Arif berpesan kepada seluruh UPT di Lingkungan Direktorat Jenderal Perhubungan Laut untuk selalu melakukan peningkatan pemahaman terhadap peraturan perundang-undangan dan pembenahan yang lebih serius dalam pengelolaan dan penatausahaan PNBP serta lebih memaksimalkan penggalian potensi PNBP yang berasal dari kegiatan Transportasi Laut.

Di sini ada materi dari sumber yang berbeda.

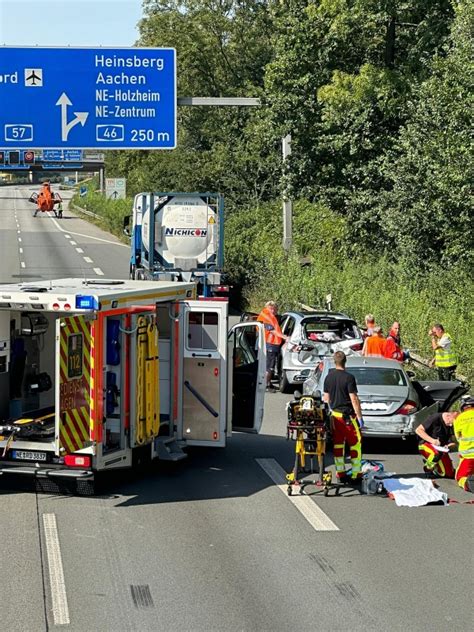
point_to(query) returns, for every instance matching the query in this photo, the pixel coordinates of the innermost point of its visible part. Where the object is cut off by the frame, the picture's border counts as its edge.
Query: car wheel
(285, 386)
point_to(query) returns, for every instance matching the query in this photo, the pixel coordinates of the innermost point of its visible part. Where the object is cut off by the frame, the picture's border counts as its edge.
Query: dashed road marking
(56, 573)
(105, 241)
(305, 505)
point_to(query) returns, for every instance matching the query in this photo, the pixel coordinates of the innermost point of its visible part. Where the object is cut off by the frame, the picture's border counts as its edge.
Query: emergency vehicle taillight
(76, 460)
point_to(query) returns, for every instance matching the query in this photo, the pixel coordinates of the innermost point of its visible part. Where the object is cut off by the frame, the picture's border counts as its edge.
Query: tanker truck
(178, 237)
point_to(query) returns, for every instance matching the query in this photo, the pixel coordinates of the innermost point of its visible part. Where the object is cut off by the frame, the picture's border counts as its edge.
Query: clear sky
(69, 22)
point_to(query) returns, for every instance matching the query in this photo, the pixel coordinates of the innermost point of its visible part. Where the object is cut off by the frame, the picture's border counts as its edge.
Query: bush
(110, 212)
(386, 289)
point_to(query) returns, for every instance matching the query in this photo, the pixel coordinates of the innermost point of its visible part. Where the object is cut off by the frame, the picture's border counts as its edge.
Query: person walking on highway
(274, 338)
(369, 325)
(464, 435)
(374, 344)
(445, 358)
(437, 432)
(340, 392)
(392, 346)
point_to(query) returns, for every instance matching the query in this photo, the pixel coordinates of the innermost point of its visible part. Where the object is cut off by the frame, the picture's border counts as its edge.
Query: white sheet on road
(414, 492)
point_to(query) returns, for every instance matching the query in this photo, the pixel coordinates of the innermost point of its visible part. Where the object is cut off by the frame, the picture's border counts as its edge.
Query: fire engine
(100, 374)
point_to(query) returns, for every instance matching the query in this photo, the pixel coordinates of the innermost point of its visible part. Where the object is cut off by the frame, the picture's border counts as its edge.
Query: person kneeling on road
(273, 339)
(464, 434)
(340, 392)
(435, 432)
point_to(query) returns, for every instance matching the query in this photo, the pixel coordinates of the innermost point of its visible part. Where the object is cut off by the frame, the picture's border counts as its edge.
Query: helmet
(467, 402)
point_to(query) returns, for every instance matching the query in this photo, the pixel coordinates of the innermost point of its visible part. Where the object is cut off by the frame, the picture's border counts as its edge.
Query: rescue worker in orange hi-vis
(392, 346)
(374, 344)
(464, 435)
(436, 437)
(45, 200)
(340, 392)
(274, 338)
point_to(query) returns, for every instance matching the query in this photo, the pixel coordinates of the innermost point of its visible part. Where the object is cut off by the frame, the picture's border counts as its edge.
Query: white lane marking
(56, 573)
(106, 241)
(305, 505)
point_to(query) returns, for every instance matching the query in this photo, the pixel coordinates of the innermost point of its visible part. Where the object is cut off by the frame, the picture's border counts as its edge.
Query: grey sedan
(393, 404)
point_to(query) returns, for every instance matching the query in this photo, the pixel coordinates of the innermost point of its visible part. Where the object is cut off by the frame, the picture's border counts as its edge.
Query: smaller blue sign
(72, 154)
(52, 155)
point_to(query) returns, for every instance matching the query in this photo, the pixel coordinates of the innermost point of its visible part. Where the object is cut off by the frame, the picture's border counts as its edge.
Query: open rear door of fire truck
(246, 366)
(75, 380)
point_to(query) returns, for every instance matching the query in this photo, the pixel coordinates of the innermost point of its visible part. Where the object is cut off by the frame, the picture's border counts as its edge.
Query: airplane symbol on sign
(34, 77)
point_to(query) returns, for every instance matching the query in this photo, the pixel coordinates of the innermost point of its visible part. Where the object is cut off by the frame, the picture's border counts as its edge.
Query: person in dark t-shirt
(436, 432)
(340, 392)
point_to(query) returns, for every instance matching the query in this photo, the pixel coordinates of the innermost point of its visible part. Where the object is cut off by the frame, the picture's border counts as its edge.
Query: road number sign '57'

Dari sisi optimalisasi penggunaan Dana PNBP, Direktorat Jenderal Perhubungan Laut sejak tahun 2019 telah menggunakan mekanisme pencairan menggunakan Surat Edaran Maksimum Pencairan (SE MP) Kantor Pusat, mekanisme maksimum pencairan pada Tahun 2022 akan dilakukan melalui 3 tahapan, yang pertama maksimum pencairan sebesar 60% pada bulan Januari 2022, kedua maksimum pencairan sebesar 80% pada bulan Juli 2022, ketiga maksimum pencairan sebesar 100% pada bulan Oktober 2022.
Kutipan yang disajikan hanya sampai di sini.